With non-exempt assets... Medicaid planning, like special needs planning, is not necessarily exclusively for the named beneficiaries benefit. Any assets that are not liquidated to pay for care that can otherwise be paid for by means-tested benefits instead can be used to pay for those expenses that are not covered by means-tested benefits. (sorry for the poor sentence structure, English is my third language) There are many expenses that are not covered by Medicaid/SSI. If it were not for advanced planning, funds that could be used for these supplemental expenses will instead by exhausted by core expenses. So, I don't think is fair to make the OP admit that all this planning is for her exclusive benefit. Fair or not, it does not seem relevant either.

You are correct again. Although much of it is for the beneficiary's benefit and in this case the house is for her benefit, there is some planning that is certainly done for the other spouse's benefit. For instance, it sometimes makes sense to turn assets into income. When I was saying that it was for her benefit, let me be clear that in no way was that meant to be negative. If parents can do planning that will help their loved ones and not have a negative impact on themselves, I have no problem at all with doing it.

I think what you are trying to allude to is the fact that OP will most likely have to liquidate the condo to pay for her parents Assisted Living Facility or other in-home caregivers, before they get placed in a SNF. Let us assume this will be the case. Apart from blowing up $200k of their unified credit ($400k round trip), there is no downside to them engaging in this planning. Worst case parents gift condo to kid, kid sells and pays cap gains tax, and kid gifts remainder back to parents to pay for ALF. Let us assume the opposite: the parents go straight to SNF/grave. In that case, the condo remains intact.

You're in the right neighborhood in terms of my thought process. It's not so much that the OP will need this instead of that. Rather, it is more of a general commentary about long term care. The only thing that will pay for long term care is cash. It can be cash from the bank or cash from an insurance policy or cash from the government. In planning, since one doesn't know if they will need care or what type of care that they will need, they need to look at the big picture. The government cash (medicaid) comes with government rules and government strings so one just needs to be aware of how it works. Too often, I see people focus on Medicaid planning instead of focusing on how to help the person get the care that they need if it is needed. Sometimes, those two things are the same. Often, they are not.

That sounds like a good deal. It isn't as good as "heads you win, tails you win", but it is "heads you win, tails you draw". [pretty sweet] Please tell me what I'm missing.

As states continue to become more hard up for money, I have concerns. For instance, if they give the house to the daughter, and then the daughter uses that same asset pay for their care, it doesn't pass the smell test of being a gift. It is possible that it could be treated as an asset. Keep in mind, if we are talking about the second spouse, it is no longer exempt.

Thanks for the discussion and suggestions so far. I talked to an elder estate planning attorney. A lot discussion points covered here were mentioned, the attorney just tied it all together. And obviously, IANAL so this is just for discussion purpose only:

Normally, the easiest way would be just to deed the property to me. Since the value is not high enough to worry about estate tax. However, since I have other rental properties, a trust is a better way to go.
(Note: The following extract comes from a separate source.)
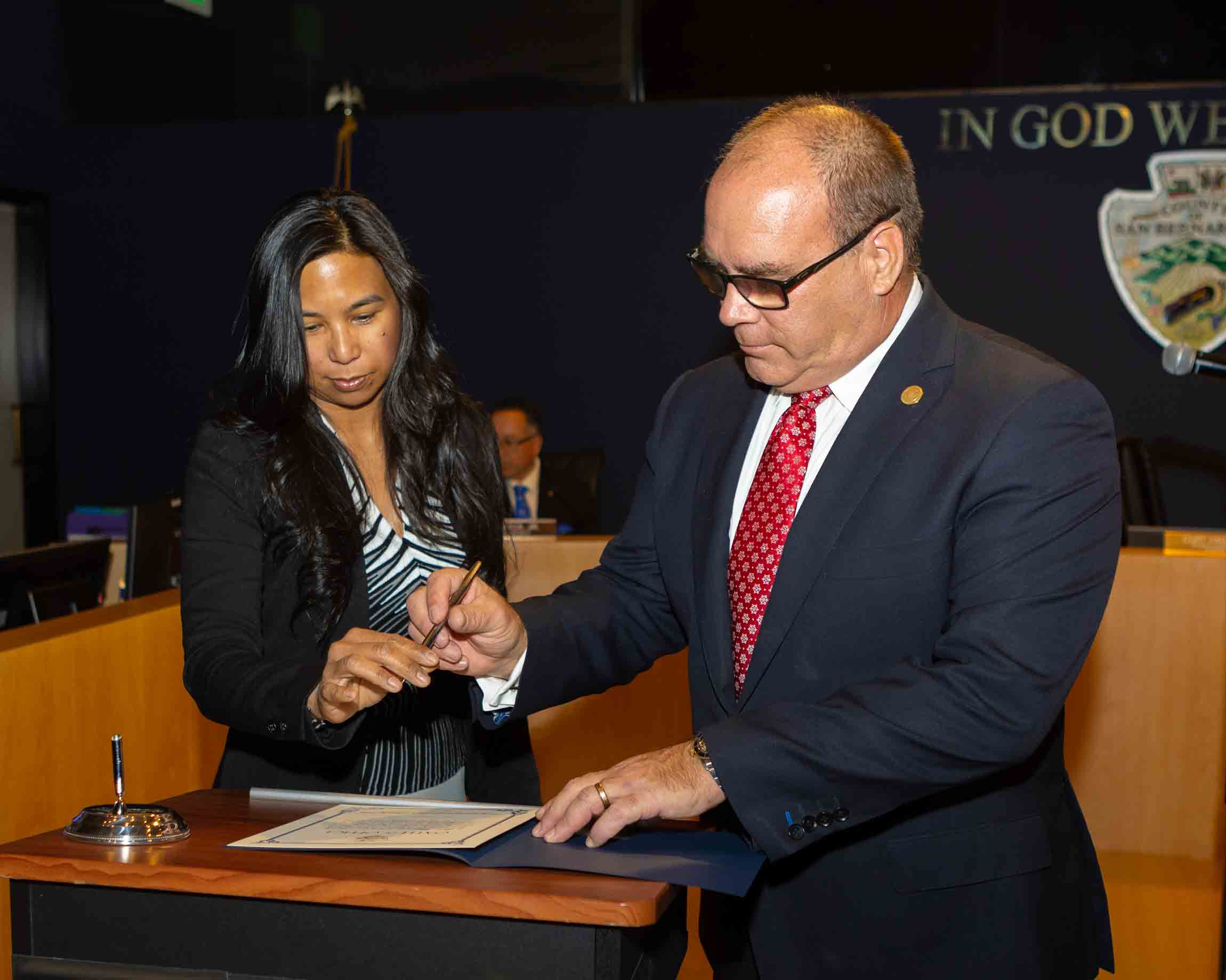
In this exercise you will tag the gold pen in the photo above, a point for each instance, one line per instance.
(455, 598)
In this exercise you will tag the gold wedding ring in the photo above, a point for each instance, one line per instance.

She suggested placing the property in a trust (its better than LLC mainly because in MA, trust is the proved way to do this kind of asset protection). This trust will start the 5 yr look back clock. And as long as both parents don't get sick within the 5 yr period, then we are good to go. One important key is, all property related expenses, (HOA, tax, insurance) have to trace back to me, not them. Otherwise, you risk re-setting the 5 yr look back. Also, I don't have to collect rent from them.

I am going to talk to a different estate planning attorney to double check the strategy and cost.